Die erste Pfadfinderschulung

Zurück in Europa und mit dem Gründen der Pfadfinderbewegung beschäftigt, stand BP irgendwann vor einem großen Problem: Die Bewegung wurde so groß, dass weitere Leiter gebraucht wurden, um Gruppen zu führen und die Werte der Pfadfinderei weiterzutragen. Was also tun? Gruppenleiterkurse!

Der erste Kurs fand 1919 im Gilwell Park in London statt, 18 Männer um die 21 Jahre wurden dort zu „Scoutmasters“ ausgebildet. Am Ende des Kurses kam die Frage auf, wie man einen schönen Abschluss und ein Symbol für die Teilnahme am Kurs findet. BP kam der Legende nach die Idee, den Absolventen die Perlen von Dinuzulu zu übergeben. Zwei Perlen für jeden Scoutmaster.

Eine Tradition ist geboren

Auch auf künftigen Kursen wurden weiter Perlen verteilt. Irgendwann dann auch nur noch eine –die Perlen wurden langsam knapp – mit der Aufforderung, die zweite selbst zu machen. Die Perlen neigten sich dem Ende zu und schon bald entwickelte es sich, dass die Teilnehmer*innen am Ende der Kurse zwei Perlen für sich fertigten. Der Brauch und das Symbol um das Woodbadge war geboren!

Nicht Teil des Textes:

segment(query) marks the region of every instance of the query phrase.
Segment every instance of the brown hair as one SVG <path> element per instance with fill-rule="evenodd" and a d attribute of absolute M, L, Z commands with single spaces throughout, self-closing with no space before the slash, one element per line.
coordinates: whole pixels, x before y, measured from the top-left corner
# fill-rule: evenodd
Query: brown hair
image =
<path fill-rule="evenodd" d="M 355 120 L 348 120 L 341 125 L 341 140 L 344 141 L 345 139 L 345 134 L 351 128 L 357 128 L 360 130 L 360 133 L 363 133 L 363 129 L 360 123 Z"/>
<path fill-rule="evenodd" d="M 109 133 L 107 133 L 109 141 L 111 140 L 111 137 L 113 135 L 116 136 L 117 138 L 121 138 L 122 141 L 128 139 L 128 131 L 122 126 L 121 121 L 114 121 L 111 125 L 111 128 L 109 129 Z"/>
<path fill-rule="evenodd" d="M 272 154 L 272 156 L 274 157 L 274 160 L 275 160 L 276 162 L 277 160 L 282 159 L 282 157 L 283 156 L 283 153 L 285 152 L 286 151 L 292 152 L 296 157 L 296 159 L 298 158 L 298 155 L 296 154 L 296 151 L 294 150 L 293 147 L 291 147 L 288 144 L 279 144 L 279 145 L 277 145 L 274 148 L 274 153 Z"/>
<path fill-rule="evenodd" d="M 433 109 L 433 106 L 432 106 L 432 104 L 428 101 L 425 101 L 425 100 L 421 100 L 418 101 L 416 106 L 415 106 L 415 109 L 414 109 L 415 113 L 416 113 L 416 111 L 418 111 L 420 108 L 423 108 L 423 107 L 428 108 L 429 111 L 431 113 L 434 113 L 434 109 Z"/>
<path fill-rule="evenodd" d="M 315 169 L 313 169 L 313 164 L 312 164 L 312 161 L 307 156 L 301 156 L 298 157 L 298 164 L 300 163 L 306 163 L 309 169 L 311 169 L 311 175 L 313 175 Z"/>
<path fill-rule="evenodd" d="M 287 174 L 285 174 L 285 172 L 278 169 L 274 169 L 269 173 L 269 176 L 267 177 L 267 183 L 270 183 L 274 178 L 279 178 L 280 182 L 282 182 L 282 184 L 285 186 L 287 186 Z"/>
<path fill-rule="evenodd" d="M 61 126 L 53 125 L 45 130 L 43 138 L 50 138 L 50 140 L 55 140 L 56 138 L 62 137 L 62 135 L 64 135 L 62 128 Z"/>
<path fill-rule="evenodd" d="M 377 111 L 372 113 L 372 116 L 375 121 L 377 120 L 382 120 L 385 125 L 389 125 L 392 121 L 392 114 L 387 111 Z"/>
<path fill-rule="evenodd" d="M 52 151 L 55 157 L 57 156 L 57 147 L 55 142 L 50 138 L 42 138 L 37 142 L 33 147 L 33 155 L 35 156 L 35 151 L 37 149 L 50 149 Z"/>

Wo schließt sich der Kreis?

Zurück zum Anfang und ins Jahr 1987: Der Chief Scout Garnet de la Hunt überreichte vier angeblich originale Perlen an Mangosuthu Buthelezi. Buthelezi (Ministerpräsident der Zulu im Gebiet KwaZulu) ist ein Enkel von Dinuzulu, dem König, von dem die Kette mit den Perlen ursprünglich stammte. Er empfand die Geste als große Ehre, da die Perlen nun endlich zu seinen Leuten zurückgebracht wurden. Es erfüllte ihn mit Stolz, dass eine so große Bewegung wie die der Pfadfinder*innen in seinem Land seinen Ursprung nahm.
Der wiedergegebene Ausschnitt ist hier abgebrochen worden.